Récit/France 20 mars Alain Monnier

« Tu te dis écrivain, mais au fond de toi tu penses surtout que tu es usurpateur. Les livres publiés, les articles élogieux, les lettres de lecteurs restent impuissants même s'il t'arrive de t'y accrocher pour faire taire les doutes. Tu te sens illégitime et les marques d'intérêt n'y peuvent rien changer. » Telles sont les confidences qu'inspire à Alain Monnier l'esprit de la villa Médicis, quand il y séjourne en résidence pour un mois. On ne peut pas soupçonner cet écrivain discret, créateur en 1994 d'un fameux personnage de doux naïf (Le petit monde de Barthélémy Parpot, J'ai lu, 2015), de jouer les faux modestes. Cet Esprit des lieux est à son image : un album personnel où il se tient dans la photo, mais jamais seul.
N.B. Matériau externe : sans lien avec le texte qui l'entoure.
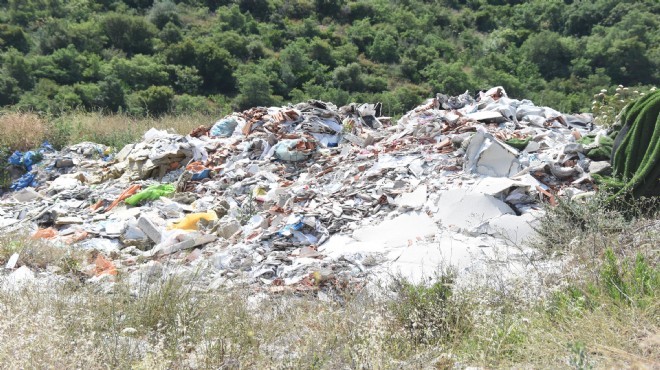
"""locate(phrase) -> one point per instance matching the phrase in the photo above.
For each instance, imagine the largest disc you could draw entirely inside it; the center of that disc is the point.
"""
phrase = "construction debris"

Des promenades solitaires, mais où il marche aux côtés des Juifs déportés du camp de Rivesaltes, des travailleurs qui ont construit l'immeuble de la Stasi, devenu musée sur la Karl-Marx Allee à Berlin, les ecclésiastiques séquestrés de la chapelle des Carmes dans le Paris révolutionnaire de la fin de l'été 1792, le résistant Boris Vildé et les six autres condamnés le 23 février en 1942 au Mont-Valérien...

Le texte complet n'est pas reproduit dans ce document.